At the 2010 census, it had a population of 711; in 2020, its population declined to 483.

Historical population
| Census | Pop. | Note | %± |
| 2010 | 711 |  | — |
| 2020 | 483 |  | −32.1% |
U.S. Decennial Census 2010 2020

==Industry==
Convent’s economy has historically centered on petrochemical and heavy industry along the Mississippi River. The most notable facility was the Shell Convent Refinery, which processed up to 239,000 barrels per day of crude oil and employed over 1,000 workers. In 2020, Shell permanently closed the refinery after failing to find a buyer, citing market conditions and its shift toward renewable energy.
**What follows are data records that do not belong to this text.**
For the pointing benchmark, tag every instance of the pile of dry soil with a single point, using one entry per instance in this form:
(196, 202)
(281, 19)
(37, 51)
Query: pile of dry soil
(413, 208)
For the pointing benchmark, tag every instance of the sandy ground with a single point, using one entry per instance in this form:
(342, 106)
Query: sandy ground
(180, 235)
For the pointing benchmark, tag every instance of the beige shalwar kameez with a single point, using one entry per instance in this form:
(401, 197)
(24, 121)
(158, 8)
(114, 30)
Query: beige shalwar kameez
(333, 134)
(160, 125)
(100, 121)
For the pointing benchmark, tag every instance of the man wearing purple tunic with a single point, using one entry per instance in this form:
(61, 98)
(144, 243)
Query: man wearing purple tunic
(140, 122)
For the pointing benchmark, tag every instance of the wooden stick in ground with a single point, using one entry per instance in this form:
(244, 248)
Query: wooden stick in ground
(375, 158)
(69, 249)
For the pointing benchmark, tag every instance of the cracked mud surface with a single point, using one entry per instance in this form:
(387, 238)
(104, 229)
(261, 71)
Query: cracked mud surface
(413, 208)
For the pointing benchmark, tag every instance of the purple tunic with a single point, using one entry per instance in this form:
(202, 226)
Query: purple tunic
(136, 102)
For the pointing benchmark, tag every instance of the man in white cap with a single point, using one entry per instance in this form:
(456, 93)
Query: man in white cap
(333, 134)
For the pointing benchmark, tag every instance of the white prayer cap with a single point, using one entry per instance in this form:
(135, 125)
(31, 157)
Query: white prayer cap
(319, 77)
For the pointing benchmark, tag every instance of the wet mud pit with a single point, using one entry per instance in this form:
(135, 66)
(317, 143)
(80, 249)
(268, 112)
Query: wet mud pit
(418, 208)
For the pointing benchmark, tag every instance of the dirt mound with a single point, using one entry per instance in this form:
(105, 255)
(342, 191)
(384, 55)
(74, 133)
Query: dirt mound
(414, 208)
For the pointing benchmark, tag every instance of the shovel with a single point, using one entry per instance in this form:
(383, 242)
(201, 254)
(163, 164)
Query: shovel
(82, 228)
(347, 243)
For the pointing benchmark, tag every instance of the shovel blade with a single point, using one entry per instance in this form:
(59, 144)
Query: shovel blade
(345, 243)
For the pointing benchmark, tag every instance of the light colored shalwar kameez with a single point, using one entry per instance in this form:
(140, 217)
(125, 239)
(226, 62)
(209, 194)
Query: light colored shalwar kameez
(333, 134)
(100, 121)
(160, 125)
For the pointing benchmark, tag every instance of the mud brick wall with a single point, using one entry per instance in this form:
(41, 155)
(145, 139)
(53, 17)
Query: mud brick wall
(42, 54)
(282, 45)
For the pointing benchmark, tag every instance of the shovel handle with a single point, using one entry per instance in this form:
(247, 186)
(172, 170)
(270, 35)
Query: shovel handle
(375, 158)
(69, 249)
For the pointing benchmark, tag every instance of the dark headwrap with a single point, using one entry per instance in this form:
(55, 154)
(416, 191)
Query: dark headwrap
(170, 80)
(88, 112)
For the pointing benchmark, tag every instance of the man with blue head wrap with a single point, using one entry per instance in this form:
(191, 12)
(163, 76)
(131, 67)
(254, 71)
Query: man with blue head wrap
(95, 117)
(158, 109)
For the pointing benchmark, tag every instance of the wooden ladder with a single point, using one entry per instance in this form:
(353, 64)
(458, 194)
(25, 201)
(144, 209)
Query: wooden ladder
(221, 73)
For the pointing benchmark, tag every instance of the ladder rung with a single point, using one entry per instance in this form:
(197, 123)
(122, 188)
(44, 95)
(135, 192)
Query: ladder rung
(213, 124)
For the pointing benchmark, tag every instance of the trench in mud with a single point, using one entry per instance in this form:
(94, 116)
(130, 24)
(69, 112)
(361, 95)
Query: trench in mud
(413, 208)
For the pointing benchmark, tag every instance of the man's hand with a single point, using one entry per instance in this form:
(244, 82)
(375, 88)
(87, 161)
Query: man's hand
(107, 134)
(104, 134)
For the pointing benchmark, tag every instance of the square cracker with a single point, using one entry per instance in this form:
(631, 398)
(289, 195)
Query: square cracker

Shell plans to repurpose the 4,400-acre site into a renewable fuels complex producing sustainable aviation fuel and renewable diesel, with construction targeted for 2025–2028. Other major employers include Nucor Steel Louisiana, Occidental Chemical, and cement producers such as Holcim, supporting the region’s petrochemical and construction sectors.

==Notable person==
- Jarvis Landry is an American football wide receiver and return specialist for the New Orleans Saints of the National Football League. He also played college football at LSU.
- Pete Herman was a World Bantamweight Champion boxer (1917–1921), born in Convent, Louisiana.